Coverage definitions derived from DiscreteCoverageDefinition offer an alternative to the previously described ContinuousCoverageDefinition based classes. As described in the preceding section, the coverage definitions derived from ContinuousCoverageDefinition divide up their analysis work into groups of grid points, analyzed over the entire requested time interval. This works reasonably well in cases where there are complex calculations at each grid point that are largely independent of any of the other grid points. Terrain analysis is a good example, since terrain obscuration is unique at each grid point. However, there are other use-cases where there are a significant number of redundant calculations shared among the grid points, such as performing analysis with a large number of propagated satellites requiring transformations between inertial and fixed frames, or performing communication network analysis with uplink and downlink relay chains. In these latter cases, it can be beneficial to cache calculations at each evaluation time, rather than having to repropagate all the satellites for each grid point.

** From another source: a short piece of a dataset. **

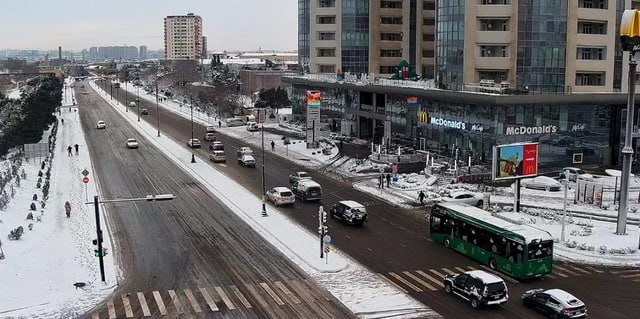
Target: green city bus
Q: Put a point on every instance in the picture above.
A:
(520, 251)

Coverage definitions based on the discrete (in time) approach evaluate the entire grid in lock-step while caching redundant calculations. These definitions then use multiple threads to loop over a set of time intervals. This allows you to gain runtime performance, at the expense of the ability to detect and represent small access intervals. By using a larger time step, the overall calculation will take less time, but the coverage calculation may miss intervals that are shorter than the time step (intervals where there is either a short satisfaction or loss of satisfaction). In many coverage use cases, there is a significant amount of error in precision inherent in the modeling itself. So, short intervals of access may be extraneous and not represent accesses for the real system. In other cases, real world systems (such as cameras or human operators) can't respond fast enough inside very short access intervals. In both cases, it may be preferable to miss these short intervals and accept the imprecision in order to improve performance. However, in other instances where small visibility windows are important, such as a LEO spacecraft passing quickly overhead, it might be necessary to ensure that the time step is small enough to resolve the short access times. So, depending on the use-case and error tolerance, this discrete coverage offers different tradeoffs which give you a wider range of options for tuning coverage performance.
In addition to coverage over grids, there is also coverage to a single time-dynamic object. Some examples where this functionality is useful include: an aircraft which is being tracked by a navigation constellation or a lunar exploration craft which needs to be tracked by multiple communication and relay spacecraft as well as satisfying certain constraints involving the 'asset' of the Moon. CoverageDefinitionOnSingleObject works with an to define the target directly, just like a simple access calculation.